New York scene leader Juliana Huxtable presents a dark-n-stormy club epic where nu-metal remixes, Slugs-Fade club constructions and Star Wars / Dragon Ball nostalgia fight claustrophobia.

Kuedo
Truancy Volume 117

Kuedo’s mixes are always a delight – see his Severant-era session for FACT, for one – and this year’s Truants mix sees the ex-Vex’d producer extend his hand to a younger generation (Sharp Veins, v1984, Silk Road Assassins) while asserting his influence: when contextualised in a Kuedo mix, you realise just how many artists sound like him.

Omar-S
Cassette Mixtape From 93

Yeah, it’s an easy pick, we know. An Omar-S mixtape from 1993, dubbed to tape? Shout “obvious” as much as you like – this bangs, pure and simple.

Oyinboy
My Body Full of Stars: An Afrofuturism Mixtape

Ian McQuaid, aka Oyinboy, gave us one of the year’s most essential mixes in My Body Full of Stars, an ingenious exploration of Afrofuturism with an accompanying essay by Irish-Nigerian writer and sociologist Emma Dabiri. Tracks from Sun Ra, Drexciya, Missy Elliott, LTJ Bukem, Nigga Fox, Jimi Hendrix and Deltron 3030 appear alongside snippets from speeches and interviews, all blended with skill and a thoughtful, open-minded ear for what a timeless Afrofuturist aesthetic might sound like.

Physical Therapy
The Waiting Room in DJ Hell Live

Physical Therapy recorded this mix live at the Perez Art Museum Miami, delivering two hours of brain-melting Muzak – “Basically DJs Complaining manifested as eternal damnation.”

Powell
Fader Mix

Powell’s mixes are never anything but a total riot, but this mix for The Fader is even more wavy than usual. Combining everything from no wave and industrial classics to a spoken word passage from Lou Reed into an anarchic, muscular package it shows why the Diagonal founder continues to be one of our favourite DJs.

Rabit & Chino Amobi
The Great Game…

Rabit teams with Chino Amobi for a violent, hypnotic mix of deconstructed club music that lays the conceptual groundwork for Halcyon Veil, which is starting to feel more like a hypothetical world than “just” a label.

Rushmore
100BPM Ballroom Beats

Screwed and Chopped ballroom?

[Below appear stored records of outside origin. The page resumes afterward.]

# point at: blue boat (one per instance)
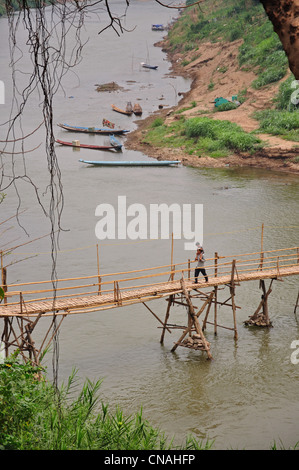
(132, 163)
(93, 130)
(157, 27)
(147, 66)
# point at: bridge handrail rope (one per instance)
(219, 267)
(160, 267)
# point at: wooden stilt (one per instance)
(215, 294)
(193, 323)
(232, 293)
(261, 318)
(297, 302)
(170, 299)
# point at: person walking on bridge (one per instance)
(200, 263)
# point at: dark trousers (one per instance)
(202, 271)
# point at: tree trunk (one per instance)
(284, 15)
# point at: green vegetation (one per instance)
(35, 416)
(202, 136)
(18, 5)
(283, 120)
(261, 49)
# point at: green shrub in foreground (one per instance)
(228, 135)
(276, 122)
(35, 416)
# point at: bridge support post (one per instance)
(261, 318)
(193, 322)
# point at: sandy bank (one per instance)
(217, 63)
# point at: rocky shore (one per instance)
(278, 154)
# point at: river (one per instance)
(246, 398)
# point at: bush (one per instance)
(224, 134)
(35, 416)
(278, 122)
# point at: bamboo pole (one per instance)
(262, 246)
(156, 316)
(215, 294)
(98, 266)
(232, 292)
(297, 302)
(170, 299)
(194, 320)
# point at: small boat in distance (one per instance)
(107, 123)
(115, 145)
(157, 27)
(147, 66)
(137, 110)
(128, 111)
(132, 163)
(93, 130)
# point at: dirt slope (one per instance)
(217, 63)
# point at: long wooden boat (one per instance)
(137, 110)
(128, 111)
(147, 66)
(114, 145)
(157, 27)
(132, 163)
(93, 130)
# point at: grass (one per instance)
(261, 50)
(283, 119)
(203, 136)
(35, 416)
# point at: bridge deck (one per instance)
(79, 304)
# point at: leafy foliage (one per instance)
(35, 416)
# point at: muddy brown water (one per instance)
(247, 396)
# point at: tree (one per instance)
(284, 15)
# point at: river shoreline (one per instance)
(278, 154)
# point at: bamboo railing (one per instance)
(113, 289)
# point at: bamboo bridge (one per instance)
(25, 304)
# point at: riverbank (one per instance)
(216, 72)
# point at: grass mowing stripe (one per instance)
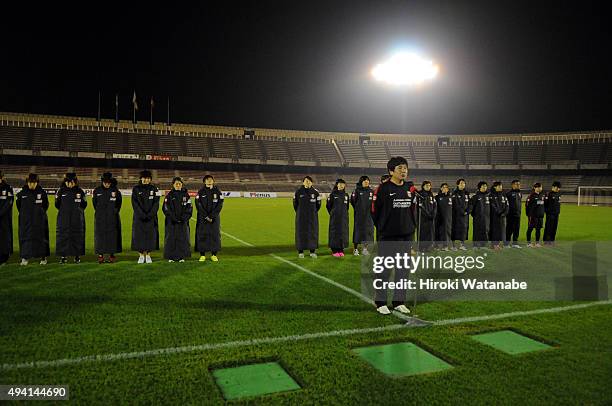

We weren’t sure either, but with Rushmore at the controls we’re in safe hands. The Trax Couture co-founder pulls a suite of ballroom bangers down to a crawl, accenting the music’s menace.

Samoyed
Fader Mix

Scottish producer Samoyed swooped in at the 11th hour to deliver what might be the best mix of piano, ambient music and Japanese oddities this year. It also finishes with a full five-minute field recording of some blackbirds, leading to of the year’s most perfect flotation tank experiences.

Sharp Veins
The Earth Splashed

In which Sharp Veins took distorted kick drums, duck noises and some of the lushest loops this side of Basinski, flattened them beyond the point of recognition and made it work. More disintegrated than #deconstructed, The Earth Splashed is an example of how to distort recognisable quasi-club tropes and create a whole new world – other experimental producers, take note.

Slackk
Boxed Classics Mix

Boxed’s residents and affiliates have been responsible for breaking some of the best grime producers of the last few years, and this Slackk mix to celebrate the night’s second birthday – featuring ‘Keep Calling’, ‘New Cross Gate’, ‘Kung Fu Kick’ and a ton more of the anthems cultivated by the night – celebrates that at breakneck speed.

UntilMyHeartStops
Juno Plus Podcast 126

For a mix of pure, unadulterated deep house, nothing came close to Leif and Joe Ellis’s Juno Plus session. It’s dusky and hypnotic, yes, but it’s also the sort of mix that proves flawless blends don’t necessarily go hand-in-hand with a lack of drama.

Vin Sol
The Creep Side of Dance Mania

Dance Mania didn’t just do raunch: the legendary Chicago label also was also home to electro-tinged house and techno. Soo Wavey’s Vin Sol mines the label’s depths in this 50-minute workout.